Roman atypique lycantrope, Meute suit Nathanaël, Val et Calame. Si le premier est un loup-garou né de la violence et la solitude, le second est un humain à qui l’on a volé la voix alors que le troisième est un loupiot traumatisé, incapable d’accéder à la moindre autonomie. Ce récit fantastique est avant tout celui d’une tranche de vie, de ce moment où tout bascule entre le noir et la lumière.
Vous voulez une nouvelle claque ? Je vous présente alors Meute de Karine Rennberg. Vous pensiez avoir tout lu sur les loups-garous ? Vous aviez tort. (c’est très prétentieux, comme accroche, ça.)
Trois voix, trois personnes brisées. C’est ce que présente Meute. La difficulté, c’était clairement la redondance. Mais Karine Rennberg a su nous montrer – malheureusement – que l’on peut souffrir de maintes et maintes manières. Le roman alterne les points-de-vue entre Nath, Val et Calame dans une monde où l’écart entre les riches et les pauvres n’a fait que de s’agrandir et est donc maintenant un gouffre sans fond. Là où Nath et Val vivent, ce sont les gangs et la violence qui règnent, il faut des panneaux solaires pour essayer d’avoir de l’eau chaud ou juste de l’électricité. Les légumes coutent affreusement chères.

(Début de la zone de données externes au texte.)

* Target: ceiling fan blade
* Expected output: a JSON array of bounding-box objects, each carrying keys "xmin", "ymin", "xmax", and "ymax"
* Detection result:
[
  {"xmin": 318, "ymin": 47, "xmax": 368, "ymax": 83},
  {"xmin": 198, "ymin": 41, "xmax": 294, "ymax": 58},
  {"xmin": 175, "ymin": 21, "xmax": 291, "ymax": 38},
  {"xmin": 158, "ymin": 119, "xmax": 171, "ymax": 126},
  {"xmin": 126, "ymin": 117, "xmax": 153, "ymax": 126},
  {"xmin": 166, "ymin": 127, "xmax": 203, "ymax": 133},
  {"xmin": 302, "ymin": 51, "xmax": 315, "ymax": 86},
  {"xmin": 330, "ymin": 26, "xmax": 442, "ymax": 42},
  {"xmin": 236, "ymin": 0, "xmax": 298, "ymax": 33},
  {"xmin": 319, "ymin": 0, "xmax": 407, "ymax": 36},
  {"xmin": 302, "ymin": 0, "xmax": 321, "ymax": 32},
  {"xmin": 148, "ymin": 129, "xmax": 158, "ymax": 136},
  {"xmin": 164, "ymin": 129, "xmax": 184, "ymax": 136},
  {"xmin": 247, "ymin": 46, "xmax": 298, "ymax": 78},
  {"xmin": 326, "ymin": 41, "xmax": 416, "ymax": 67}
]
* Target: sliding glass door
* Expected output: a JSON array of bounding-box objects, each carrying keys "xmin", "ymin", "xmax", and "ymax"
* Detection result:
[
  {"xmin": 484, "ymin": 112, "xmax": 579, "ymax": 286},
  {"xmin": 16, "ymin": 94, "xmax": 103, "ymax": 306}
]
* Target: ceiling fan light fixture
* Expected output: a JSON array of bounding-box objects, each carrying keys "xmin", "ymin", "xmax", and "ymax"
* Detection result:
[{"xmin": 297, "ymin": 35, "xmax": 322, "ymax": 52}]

Et la violence, de partout présente.
En ouvrant Meute, nous n’imaginons pas un ouvrage optimiste. Karine Rennberg nous offre une belle critique de la société et de ce qu’il faut pour survivre. L’élitisme est présent, piétinant Nath qui veut pourtant que garder la tête hors de l’eau. La lutte des classes est représentée d’une manière que j’avais encore jamais vue : elle est interne à la classe elle-même, c’est la loi du plus fort qui règne, celle de la jungle. L’idée n’est pas forcément d’aller habiter chez ceux qui ont de l’électricité, l’idée c’est de monter en haut de la chaine alimentaire, c’est de se mettre en sécurité tout en restant dans ce quartier violent mais malgré tout apaisant car sien. C’est un beau regard qui pourrait illustrer ce qu’il se passe dans les quartiers « oubliés » des villes françaises.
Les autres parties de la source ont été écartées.